We have been using React for about 4 years now, and we’ve largely pivoted to using GraphQL for most of our API’s, so Gatsby was an instant fit, and barely required our frontend devs to learn anything new.
Deployment
Whilst the transition to Gatsby itself was a breeze, this part is where things got a little tricky.
Because we were already hosting our image assets on S3, it seemed only logical to put the rest of the site on there as well. At the time however, AWS Amplify was the only way to go if you wanted to use Gatsby in combination with AWS.
AWS Amplify is a suite of services and tools including continuous integration, code hosting, and much, MUCH more.
I noticed there were some more downsides to Amplify:
Gatsby’s redirect functionality did not work, at all. Our client absolutely needed redirects that they could control from the CMS, and in turn, we wanted to control them with the same data source that was already present in Gatsby, not having to write an additional script that would add a lot of overhead.
Gatsby’s recommended caching headers were not applied — not very good for your lighthouse scores, and one of the primary reasons we chose Gatsby in the first place.
Gatsby allows you to have routes that only exist on the client side.
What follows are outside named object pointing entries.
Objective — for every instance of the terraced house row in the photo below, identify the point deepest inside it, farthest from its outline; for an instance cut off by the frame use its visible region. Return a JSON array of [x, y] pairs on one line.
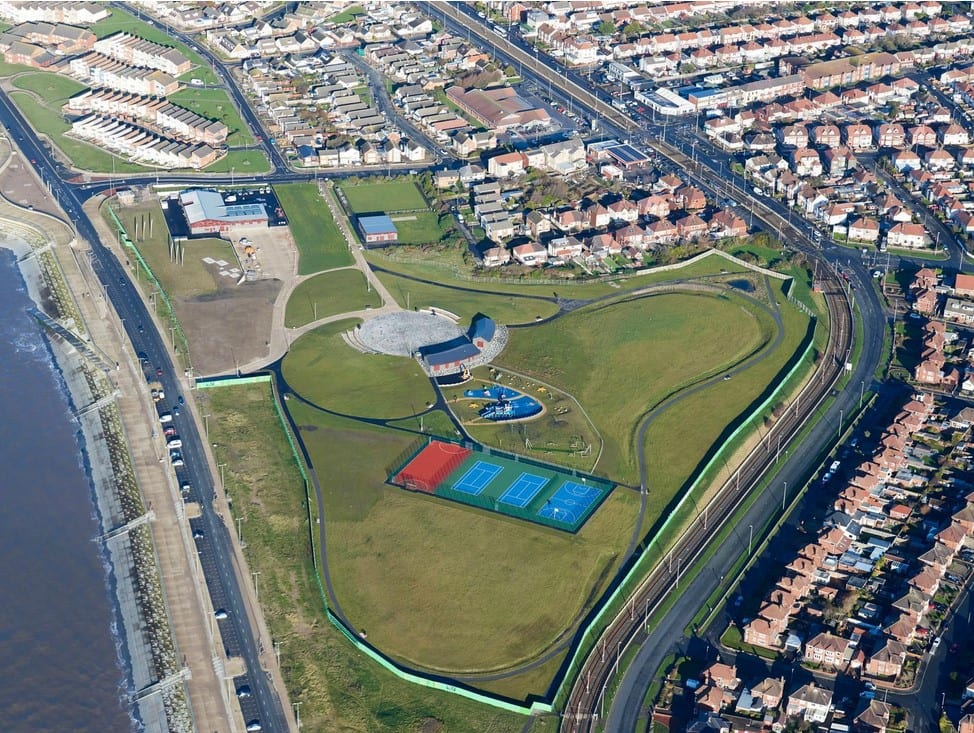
[[166, 117], [141, 145]]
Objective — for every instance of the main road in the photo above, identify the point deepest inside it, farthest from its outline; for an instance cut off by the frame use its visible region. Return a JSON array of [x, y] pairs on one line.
[[583, 706], [119, 289]]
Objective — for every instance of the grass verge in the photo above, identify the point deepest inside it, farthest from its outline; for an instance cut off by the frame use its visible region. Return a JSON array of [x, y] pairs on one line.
[[320, 244]]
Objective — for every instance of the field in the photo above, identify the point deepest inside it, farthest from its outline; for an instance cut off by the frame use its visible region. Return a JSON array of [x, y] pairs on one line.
[[320, 244], [505, 309], [425, 227], [329, 294], [392, 196], [121, 20], [365, 385], [674, 454], [215, 104], [402, 563], [560, 435], [48, 121], [448, 267], [620, 360], [339, 688], [53, 89]]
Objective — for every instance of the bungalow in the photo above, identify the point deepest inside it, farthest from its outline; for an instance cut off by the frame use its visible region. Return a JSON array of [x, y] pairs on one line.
[[530, 254], [911, 236], [810, 702], [864, 229], [828, 650]]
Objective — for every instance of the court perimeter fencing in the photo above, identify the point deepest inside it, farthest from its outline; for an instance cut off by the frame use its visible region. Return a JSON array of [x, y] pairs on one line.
[[547, 508]]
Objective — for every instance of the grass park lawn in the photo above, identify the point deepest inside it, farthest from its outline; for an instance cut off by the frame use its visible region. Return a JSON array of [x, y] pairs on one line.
[[445, 586], [348, 14], [444, 269], [242, 162], [620, 360], [502, 308], [320, 244], [323, 369], [121, 20], [47, 120], [215, 104], [340, 689], [675, 453], [329, 294], [559, 435], [53, 89], [386, 196], [425, 227]]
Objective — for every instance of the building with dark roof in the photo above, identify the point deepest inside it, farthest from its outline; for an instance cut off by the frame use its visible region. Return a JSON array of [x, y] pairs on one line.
[[449, 356], [207, 211], [378, 229], [482, 330]]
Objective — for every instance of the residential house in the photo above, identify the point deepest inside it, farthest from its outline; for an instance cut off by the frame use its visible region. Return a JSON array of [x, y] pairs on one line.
[[828, 650], [810, 702], [887, 661], [907, 235]]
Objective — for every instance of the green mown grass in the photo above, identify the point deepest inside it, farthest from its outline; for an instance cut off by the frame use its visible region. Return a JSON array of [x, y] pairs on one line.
[[53, 89], [620, 360], [680, 438], [447, 586], [320, 244], [425, 227], [502, 308], [387, 196], [323, 369], [215, 104], [83, 155], [121, 20], [448, 268], [329, 294], [340, 689]]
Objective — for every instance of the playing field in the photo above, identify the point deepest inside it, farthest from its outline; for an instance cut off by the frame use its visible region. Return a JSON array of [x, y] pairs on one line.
[[393, 196], [504, 484]]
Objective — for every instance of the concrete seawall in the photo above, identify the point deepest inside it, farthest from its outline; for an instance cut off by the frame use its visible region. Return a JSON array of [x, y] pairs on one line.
[[135, 647]]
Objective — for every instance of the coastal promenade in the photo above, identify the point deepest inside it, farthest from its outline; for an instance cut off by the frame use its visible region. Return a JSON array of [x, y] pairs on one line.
[[186, 600]]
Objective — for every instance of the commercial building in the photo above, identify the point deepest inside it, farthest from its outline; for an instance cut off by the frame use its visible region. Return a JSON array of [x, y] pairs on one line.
[[207, 212], [378, 229]]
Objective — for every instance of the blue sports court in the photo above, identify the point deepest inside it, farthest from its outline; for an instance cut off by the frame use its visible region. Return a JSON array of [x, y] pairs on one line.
[[524, 489], [477, 478], [570, 503]]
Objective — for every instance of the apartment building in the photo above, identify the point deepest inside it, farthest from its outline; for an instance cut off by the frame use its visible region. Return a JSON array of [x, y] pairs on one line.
[[136, 51]]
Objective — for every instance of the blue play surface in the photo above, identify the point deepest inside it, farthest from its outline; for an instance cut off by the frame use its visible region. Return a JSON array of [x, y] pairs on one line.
[[477, 477], [570, 502], [524, 489]]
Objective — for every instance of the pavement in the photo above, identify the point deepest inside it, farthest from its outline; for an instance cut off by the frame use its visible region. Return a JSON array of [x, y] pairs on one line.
[[182, 586]]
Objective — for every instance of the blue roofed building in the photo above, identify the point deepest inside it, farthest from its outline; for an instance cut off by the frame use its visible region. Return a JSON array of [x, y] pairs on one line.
[[207, 212], [482, 330], [377, 229], [449, 356]]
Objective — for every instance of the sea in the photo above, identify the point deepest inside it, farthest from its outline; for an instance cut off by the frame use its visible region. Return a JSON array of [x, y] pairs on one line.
[[60, 651]]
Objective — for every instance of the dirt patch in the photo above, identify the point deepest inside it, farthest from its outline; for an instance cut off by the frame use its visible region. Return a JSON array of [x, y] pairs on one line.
[[229, 328]]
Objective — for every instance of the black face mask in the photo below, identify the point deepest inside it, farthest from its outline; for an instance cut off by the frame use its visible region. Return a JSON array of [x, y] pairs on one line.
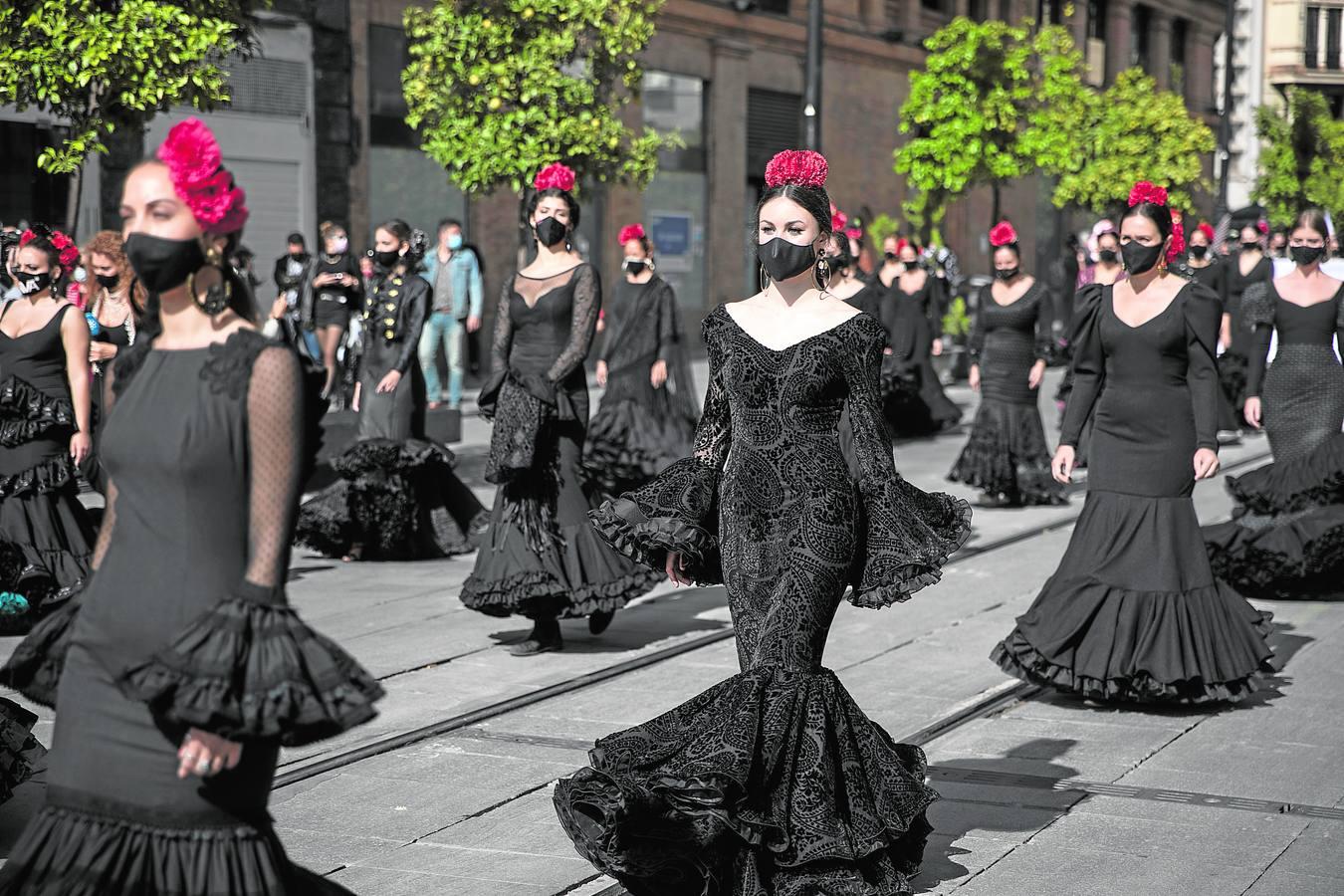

Essentially, you declare a starting point — say for example: /users/, and anything past that starting point will get picked up by the client side. Once the client navigates to /users/1, it will dynamically fetch that user from some sort of API. This is great and allows for very hybrid, partially static, partially dynamic applications. However, when people directly navigate to /users/1 , they will get a 404 because it simply does not exist on the serverside, which is kind of an issue.
We already had a CI service ourselves, and weren’t really interested in learning all these Amplify-specific things that we already had working ourselves just fine.
Being able to add additional metadata (such as different headers for certain files) was absent.
So, I decided to experiment a bit and a week later, launched a plugin that fixed all of the afore mentioned problems:
Gatsby redirects now work just like they do on other hosting providers, and can be configured to be permanently or temporarily.
It applies the recommended caching headers by default which can also be fully customised.
If a client route is requested from the server side, it redirects them back to the starting point of the client route. (aka /users/1 now redirects to /users/ instead of 404’ing). Preferably we’d rewrite the url completely, but this is not possible with S3 and gatsby-plugin-netlify does exactly the same.
Unlike Amplify, it can be ran from your own infrastructure (or an EC2 instance — in which case it won’t need any configuration because it uses the AWS SDK which can automatically resolve the needed credentials!)
You can now set additional metadata on objects, meaning you can (for example) specify a custom content type for your objects.
You can get it here: gatsbyjs.org/packages/gatsby-plugin-s3
The result
We launched a beautiful, fast website that was cheap to host and didn’t even flinch whilst serving a million requests during our peak day. Outside of the festival period, costs were minimal. We completely proved that this stack is great for this type of project.
Building the plugin allowed us to scale it as far as we needed it without a hitch, with the need for redirects and custom headers showing up fairly quickly as the project went on.
The plugin is now the de facto way of using Gatsby in combination with S3, and the OSS community has mostly picked it up since it’s humble beginnings, adding a lot of stability and cool new ideas:
Supporting prefixed deploys. (adding the possibility to have atomic deployments)
Being able to swap out AWS for a different S3-compliant endpoint such as Yandex or DigitalOcean.
Supporting both S3 redirect objects and routing rules. (due to a 50 redirects limit in the latter)
Being able to upload really large files. (which to my surprise, was a pretty hard issue to tackle)
It’s still a few features away from 1.0, but it’s really cool to have seen what started out as a byproduct of a solution to a real world problem, turn into something that is greatly used and appreciated by the Gatsby community.